The first week in September Mom and I took a bus up Broadway and then walked a couple of blocks over to meet Mr. Geisler in his studio on the upper West Side. Since he'd agreed to take me as a pupil on Mr. Capianelli's recommendation, I guess I expected him to be like Mr. Capianelli. Not in appearance, of course, but in directing most of his talk to Mom, as though they were conspirators who between them would see I benefited from my lessons.
The man who greeted us, violin in hand, was seventy or maybe even eighty. White haired and welcoming, he made it seem like meeting me was the best thing he had going all day. He was nice to Mom, too, but he made it clear that I was the one he'd been waiting for.
"So," he said, "so, my old pupil has sent me his best pupil. Come, let's make some music."
During that first lesson, that's all we did. Mr. Geisler and I played together moving from one piece to another as I tried to match my playing to his. Somehow he knew what music would be in my repertoire, so I never had to say stop, I don't know that.
I played while listening to our paired violins and watching his face. Occasionally I'd see his eyebrows twitch, and then I'd hear why and make an adjustment. And then the twitching would stop and his eyes would twinkle. Once the twitching got so furious before I could figure out the reason for it that I burst out laughing and lost my place altogether.
When the doorbell announced his next student, I think Mr. Geisler hated ending my lesson as much as I did.

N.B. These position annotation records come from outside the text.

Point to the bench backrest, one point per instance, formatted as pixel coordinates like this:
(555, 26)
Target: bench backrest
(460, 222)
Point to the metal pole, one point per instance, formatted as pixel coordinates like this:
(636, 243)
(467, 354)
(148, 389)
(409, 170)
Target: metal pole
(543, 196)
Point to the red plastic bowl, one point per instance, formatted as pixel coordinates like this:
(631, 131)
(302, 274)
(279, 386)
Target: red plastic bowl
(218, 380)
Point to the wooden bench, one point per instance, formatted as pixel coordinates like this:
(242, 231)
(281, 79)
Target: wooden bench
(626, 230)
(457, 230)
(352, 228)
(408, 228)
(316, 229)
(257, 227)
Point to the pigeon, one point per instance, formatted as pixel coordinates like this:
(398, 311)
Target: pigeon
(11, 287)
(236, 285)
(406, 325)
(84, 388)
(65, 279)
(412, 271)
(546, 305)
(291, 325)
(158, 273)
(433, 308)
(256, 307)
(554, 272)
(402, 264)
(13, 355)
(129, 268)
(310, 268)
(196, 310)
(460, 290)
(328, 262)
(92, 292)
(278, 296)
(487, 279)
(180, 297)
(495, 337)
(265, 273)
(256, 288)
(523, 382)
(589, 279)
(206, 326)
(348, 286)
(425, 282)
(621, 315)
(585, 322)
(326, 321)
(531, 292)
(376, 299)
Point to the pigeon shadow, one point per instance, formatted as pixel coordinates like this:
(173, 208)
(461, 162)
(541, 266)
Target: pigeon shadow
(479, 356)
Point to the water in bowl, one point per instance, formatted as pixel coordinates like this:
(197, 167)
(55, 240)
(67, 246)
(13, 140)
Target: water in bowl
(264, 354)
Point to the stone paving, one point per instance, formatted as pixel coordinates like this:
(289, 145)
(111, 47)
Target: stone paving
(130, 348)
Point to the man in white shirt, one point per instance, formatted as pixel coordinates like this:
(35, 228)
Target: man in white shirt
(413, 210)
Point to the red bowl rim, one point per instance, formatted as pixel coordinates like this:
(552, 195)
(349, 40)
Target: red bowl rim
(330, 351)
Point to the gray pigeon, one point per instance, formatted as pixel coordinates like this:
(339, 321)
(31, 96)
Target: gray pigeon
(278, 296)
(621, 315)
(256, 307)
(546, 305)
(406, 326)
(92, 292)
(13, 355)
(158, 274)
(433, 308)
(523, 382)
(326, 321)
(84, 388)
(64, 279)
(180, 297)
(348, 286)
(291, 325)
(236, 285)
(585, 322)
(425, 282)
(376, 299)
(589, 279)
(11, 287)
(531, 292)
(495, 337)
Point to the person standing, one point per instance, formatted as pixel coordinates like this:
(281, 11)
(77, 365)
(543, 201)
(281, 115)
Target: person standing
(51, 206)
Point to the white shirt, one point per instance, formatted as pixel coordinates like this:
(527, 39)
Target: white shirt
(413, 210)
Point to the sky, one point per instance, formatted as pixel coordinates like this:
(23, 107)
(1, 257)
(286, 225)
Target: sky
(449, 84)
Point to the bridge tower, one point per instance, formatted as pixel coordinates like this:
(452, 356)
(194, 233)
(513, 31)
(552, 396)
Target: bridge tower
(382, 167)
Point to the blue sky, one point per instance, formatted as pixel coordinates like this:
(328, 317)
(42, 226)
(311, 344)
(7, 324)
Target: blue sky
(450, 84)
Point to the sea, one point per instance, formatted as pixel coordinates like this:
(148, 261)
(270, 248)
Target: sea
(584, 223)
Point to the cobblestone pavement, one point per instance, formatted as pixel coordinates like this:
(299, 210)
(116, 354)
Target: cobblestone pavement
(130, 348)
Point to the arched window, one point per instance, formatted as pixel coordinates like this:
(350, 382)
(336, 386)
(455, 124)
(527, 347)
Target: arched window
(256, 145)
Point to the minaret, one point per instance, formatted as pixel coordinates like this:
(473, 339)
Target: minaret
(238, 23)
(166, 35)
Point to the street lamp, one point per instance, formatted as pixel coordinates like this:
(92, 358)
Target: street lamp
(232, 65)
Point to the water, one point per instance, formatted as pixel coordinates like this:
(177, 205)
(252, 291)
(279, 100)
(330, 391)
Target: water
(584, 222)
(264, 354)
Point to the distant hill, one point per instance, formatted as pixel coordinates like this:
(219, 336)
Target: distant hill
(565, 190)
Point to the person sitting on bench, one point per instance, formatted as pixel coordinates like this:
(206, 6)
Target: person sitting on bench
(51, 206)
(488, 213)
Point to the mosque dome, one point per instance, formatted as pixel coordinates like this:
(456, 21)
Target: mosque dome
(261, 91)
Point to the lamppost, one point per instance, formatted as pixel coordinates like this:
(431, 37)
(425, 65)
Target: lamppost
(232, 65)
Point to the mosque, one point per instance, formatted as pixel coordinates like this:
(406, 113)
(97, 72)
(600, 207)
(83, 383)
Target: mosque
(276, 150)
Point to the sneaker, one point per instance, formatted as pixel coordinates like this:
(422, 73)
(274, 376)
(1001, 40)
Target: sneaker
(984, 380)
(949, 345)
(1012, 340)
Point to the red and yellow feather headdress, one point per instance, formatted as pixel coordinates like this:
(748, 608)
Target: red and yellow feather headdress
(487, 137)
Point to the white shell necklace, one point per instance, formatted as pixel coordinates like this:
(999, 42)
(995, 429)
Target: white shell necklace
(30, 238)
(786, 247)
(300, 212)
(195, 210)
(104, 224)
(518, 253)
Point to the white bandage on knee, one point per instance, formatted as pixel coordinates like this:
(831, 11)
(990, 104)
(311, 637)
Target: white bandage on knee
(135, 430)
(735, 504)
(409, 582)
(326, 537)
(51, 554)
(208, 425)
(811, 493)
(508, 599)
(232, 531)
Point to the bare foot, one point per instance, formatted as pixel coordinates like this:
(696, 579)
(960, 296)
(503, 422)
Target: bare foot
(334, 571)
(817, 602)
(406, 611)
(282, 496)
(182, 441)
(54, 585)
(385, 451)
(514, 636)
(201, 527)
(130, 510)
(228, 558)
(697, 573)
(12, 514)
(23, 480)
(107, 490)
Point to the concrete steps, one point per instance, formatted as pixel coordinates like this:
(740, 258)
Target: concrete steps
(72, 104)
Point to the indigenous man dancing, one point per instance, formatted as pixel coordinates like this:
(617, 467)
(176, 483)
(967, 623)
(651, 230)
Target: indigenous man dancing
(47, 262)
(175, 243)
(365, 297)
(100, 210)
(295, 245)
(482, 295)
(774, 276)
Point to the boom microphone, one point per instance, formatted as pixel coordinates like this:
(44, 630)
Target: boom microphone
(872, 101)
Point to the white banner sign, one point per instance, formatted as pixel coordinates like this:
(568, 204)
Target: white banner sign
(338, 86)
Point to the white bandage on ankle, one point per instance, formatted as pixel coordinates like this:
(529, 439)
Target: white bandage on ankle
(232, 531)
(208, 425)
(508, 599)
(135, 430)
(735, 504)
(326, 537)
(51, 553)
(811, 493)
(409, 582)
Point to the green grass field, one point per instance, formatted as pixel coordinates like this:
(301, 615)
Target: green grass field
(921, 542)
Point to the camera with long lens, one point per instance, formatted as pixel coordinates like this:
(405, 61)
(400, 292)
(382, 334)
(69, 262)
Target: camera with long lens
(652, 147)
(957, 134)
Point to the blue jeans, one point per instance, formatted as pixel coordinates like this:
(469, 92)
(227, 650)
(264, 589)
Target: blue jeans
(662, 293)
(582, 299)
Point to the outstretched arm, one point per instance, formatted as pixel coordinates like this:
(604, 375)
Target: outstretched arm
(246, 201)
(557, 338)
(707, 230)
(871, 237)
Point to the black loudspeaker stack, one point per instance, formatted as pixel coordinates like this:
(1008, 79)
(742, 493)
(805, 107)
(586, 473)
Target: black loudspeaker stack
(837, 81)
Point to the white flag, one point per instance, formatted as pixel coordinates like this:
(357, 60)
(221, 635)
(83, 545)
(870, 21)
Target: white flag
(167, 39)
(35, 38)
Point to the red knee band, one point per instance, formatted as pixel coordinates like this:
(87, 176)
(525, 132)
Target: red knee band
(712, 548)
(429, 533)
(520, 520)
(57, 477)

"Thank you," I told him. "Thank you very much."
Mom, whom I'd pretty much forgotten, asked somewhat stiffly, "Have you an assignment for Tessie?"

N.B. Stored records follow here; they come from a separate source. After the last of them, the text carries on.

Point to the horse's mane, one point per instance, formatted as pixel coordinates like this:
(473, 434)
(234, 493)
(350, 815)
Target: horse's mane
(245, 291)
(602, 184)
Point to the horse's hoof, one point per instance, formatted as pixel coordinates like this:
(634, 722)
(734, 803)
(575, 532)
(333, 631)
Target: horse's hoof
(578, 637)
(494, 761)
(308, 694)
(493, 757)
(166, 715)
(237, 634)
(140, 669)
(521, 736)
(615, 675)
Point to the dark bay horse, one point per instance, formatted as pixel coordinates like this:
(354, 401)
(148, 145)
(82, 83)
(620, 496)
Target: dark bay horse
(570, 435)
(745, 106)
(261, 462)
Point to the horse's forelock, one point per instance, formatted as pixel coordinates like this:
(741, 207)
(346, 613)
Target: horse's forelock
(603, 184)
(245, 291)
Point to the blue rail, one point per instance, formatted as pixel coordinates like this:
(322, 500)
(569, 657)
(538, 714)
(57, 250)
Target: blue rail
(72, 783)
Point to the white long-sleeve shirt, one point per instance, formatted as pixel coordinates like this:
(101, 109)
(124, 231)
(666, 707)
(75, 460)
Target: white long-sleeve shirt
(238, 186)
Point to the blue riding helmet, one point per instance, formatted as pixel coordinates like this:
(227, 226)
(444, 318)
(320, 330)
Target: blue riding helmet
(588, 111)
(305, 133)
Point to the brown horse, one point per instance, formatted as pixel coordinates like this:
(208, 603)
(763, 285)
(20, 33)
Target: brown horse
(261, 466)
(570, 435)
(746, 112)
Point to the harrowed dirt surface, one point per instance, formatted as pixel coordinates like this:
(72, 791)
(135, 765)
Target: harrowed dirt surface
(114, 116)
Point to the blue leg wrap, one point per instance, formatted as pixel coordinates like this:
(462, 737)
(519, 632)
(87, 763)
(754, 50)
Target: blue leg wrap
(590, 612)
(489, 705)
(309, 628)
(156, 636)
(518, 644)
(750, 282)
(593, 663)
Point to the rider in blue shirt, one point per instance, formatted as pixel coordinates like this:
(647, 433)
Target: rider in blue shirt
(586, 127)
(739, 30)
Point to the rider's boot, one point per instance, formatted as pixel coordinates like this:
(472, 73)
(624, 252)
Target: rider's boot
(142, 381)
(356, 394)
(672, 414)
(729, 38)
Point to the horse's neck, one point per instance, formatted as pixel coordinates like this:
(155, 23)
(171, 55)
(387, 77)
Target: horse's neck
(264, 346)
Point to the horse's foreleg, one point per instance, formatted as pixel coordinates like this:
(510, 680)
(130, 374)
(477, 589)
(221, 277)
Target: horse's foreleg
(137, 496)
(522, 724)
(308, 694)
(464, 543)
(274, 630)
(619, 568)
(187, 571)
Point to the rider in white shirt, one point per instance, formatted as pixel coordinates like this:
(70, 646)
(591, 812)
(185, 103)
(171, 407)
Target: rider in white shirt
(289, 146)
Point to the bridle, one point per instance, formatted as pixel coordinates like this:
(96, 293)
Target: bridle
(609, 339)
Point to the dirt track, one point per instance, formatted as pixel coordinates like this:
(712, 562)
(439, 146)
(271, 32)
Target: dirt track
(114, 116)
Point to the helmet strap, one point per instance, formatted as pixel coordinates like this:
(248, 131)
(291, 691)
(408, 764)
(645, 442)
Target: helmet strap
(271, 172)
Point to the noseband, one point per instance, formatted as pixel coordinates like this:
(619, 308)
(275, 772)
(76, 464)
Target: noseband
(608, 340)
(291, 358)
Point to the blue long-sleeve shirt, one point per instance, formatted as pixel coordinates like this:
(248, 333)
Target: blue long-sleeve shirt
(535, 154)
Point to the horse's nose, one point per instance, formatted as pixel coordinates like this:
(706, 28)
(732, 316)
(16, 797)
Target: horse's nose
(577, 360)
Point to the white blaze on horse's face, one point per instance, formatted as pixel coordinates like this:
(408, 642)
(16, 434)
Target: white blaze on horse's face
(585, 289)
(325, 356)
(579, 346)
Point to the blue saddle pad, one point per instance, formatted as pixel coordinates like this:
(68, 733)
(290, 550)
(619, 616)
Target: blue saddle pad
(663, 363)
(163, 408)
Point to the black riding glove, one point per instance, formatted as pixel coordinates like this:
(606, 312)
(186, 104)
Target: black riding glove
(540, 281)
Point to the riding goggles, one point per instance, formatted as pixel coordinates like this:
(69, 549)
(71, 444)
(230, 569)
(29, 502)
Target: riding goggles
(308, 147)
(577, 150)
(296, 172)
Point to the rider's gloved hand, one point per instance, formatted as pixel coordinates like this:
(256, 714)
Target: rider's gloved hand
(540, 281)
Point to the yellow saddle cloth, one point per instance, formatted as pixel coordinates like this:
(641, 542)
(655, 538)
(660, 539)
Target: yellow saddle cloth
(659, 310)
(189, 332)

"I suppose I should," Mr. Geisler said, and I really do think his eyes twinkled at Mom. "Maybe ... Here."
He took my right hand, which still held my violin bow, and nudged my fingers into a different position. Gently molding the way my hand was arched, he said, "Now that you're playing a full-size instrument, you might give this grip a try. Work on it, and then next time we can decide if it's an improvement."

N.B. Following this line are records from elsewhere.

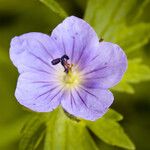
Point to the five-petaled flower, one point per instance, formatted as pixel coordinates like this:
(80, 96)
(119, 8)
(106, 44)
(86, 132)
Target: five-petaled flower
(70, 68)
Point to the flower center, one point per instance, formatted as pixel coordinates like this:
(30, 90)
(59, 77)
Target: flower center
(71, 77)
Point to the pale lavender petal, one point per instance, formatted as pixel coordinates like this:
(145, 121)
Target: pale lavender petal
(77, 39)
(33, 51)
(107, 68)
(38, 92)
(86, 103)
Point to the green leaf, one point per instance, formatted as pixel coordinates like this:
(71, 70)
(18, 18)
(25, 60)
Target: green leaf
(55, 7)
(136, 73)
(108, 15)
(109, 19)
(113, 115)
(33, 132)
(134, 37)
(110, 132)
(64, 133)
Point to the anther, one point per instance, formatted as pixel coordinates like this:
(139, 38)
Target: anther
(63, 61)
(56, 61)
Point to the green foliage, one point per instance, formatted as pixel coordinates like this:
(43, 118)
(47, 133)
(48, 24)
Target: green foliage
(61, 132)
(110, 20)
(55, 7)
(136, 73)
(111, 132)
(32, 132)
(65, 134)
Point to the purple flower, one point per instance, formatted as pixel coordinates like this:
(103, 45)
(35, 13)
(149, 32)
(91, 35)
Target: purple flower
(70, 68)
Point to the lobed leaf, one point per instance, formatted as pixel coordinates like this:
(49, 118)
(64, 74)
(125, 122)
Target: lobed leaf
(111, 132)
(63, 133)
(136, 73)
(55, 7)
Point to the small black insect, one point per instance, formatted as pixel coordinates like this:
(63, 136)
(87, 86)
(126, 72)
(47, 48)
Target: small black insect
(63, 61)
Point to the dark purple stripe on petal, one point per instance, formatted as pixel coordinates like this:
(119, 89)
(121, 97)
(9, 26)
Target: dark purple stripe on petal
(45, 49)
(42, 60)
(73, 46)
(81, 98)
(52, 89)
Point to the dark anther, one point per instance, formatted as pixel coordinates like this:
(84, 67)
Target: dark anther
(101, 40)
(56, 61)
(65, 56)
(63, 61)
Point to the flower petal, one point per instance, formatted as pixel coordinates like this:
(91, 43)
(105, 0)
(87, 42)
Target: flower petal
(37, 92)
(86, 103)
(77, 39)
(33, 51)
(107, 68)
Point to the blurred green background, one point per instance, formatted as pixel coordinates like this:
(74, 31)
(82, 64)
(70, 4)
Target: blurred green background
(21, 16)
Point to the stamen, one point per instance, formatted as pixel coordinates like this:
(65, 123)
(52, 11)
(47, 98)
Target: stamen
(64, 63)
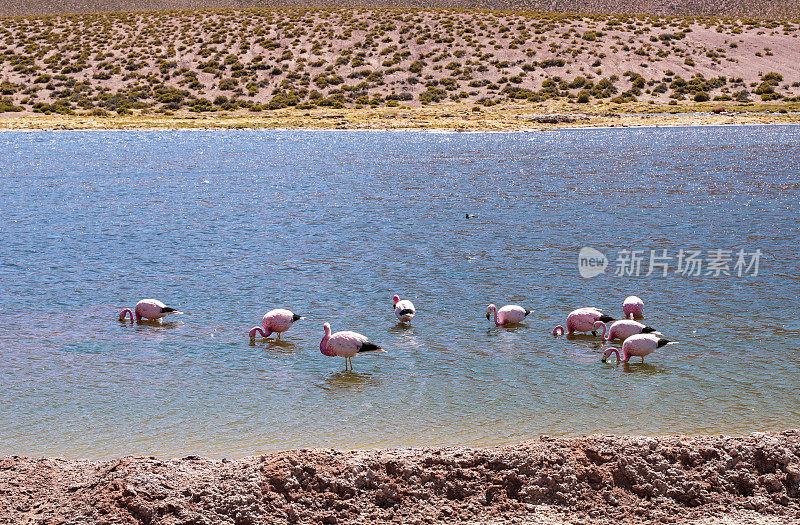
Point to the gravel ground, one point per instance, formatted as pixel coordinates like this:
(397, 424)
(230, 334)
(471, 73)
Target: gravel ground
(597, 479)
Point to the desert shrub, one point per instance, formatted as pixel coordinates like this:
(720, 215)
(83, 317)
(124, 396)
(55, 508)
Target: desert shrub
(416, 66)
(432, 94)
(7, 105)
(228, 84)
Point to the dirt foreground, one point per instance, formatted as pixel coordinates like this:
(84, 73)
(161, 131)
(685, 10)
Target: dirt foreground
(444, 117)
(595, 479)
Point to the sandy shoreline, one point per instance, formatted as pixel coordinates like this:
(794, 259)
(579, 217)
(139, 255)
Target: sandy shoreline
(453, 117)
(597, 479)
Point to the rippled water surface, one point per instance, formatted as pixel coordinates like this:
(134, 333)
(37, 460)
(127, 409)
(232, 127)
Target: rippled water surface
(226, 225)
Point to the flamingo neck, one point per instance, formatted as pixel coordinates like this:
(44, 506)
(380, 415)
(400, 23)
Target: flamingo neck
(256, 330)
(601, 324)
(323, 345)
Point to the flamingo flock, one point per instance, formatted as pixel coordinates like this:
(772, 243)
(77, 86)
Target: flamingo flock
(638, 339)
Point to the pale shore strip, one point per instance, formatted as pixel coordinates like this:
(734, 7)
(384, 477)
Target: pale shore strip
(448, 117)
(594, 479)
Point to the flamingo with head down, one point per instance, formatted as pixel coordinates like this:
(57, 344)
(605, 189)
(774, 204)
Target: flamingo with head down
(638, 345)
(623, 329)
(508, 314)
(345, 344)
(403, 309)
(582, 320)
(633, 307)
(275, 321)
(151, 309)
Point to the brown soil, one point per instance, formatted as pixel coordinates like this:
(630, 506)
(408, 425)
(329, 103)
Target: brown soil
(597, 479)
(263, 60)
(746, 8)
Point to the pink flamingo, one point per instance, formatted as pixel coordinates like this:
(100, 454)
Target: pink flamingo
(509, 314)
(633, 307)
(278, 321)
(403, 309)
(582, 320)
(638, 345)
(151, 309)
(623, 329)
(345, 344)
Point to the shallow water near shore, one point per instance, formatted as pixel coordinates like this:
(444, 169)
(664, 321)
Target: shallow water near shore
(225, 225)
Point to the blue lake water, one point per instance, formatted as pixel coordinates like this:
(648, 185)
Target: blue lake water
(226, 225)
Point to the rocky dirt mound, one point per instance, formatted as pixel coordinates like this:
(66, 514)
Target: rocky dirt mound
(597, 479)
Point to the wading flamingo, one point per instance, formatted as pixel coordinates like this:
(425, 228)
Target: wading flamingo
(623, 329)
(345, 344)
(582, 320)
(509, 314)
(633, 307)
(638, 345)
(403, 309)
(275, 321)
(148, 309)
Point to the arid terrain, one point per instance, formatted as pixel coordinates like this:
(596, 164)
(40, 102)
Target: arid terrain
(248, 62)
(596, 479)
(735, 8)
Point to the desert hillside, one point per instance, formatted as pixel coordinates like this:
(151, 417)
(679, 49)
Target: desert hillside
(260, 60)
(743, 8)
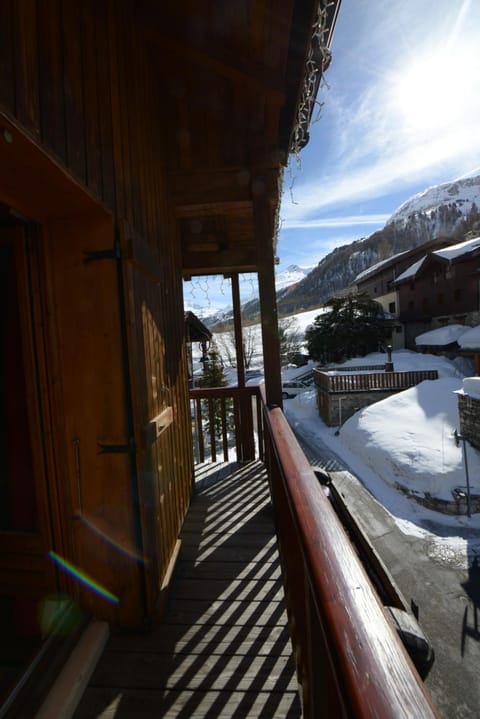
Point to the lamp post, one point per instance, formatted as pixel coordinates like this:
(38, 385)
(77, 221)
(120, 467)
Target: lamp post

The new bow grip led to days of bad playing It felt awkward to me, and the sounds that came from my violin were so disappointing that I was sure I was doing something wrong Mom could hear I'd regressed, too, and she moved about our apartment with her lips pressed together.
And then, at the end of a morning I'd spent frustrated and half-panicked at hearing myself play worse and worse, the mail brought a card from Mr. Geisler It showed a cartoonish robin fighting to pull an impossibly long worm from the ground. The caption underneath said, "Sometimes the hardest struggle comes just before success."
I couldn't believe it. Mr. Geisler knew what a hard time I was having? He knew how I felt?
I went back to my practicing determined to keep trying, and, sure enough, late that afternoon I was rewarded with a tone so light and sweet, so crystal-edged, that I knew I was doing what Mr. Geisler wanted me to. And I knew why.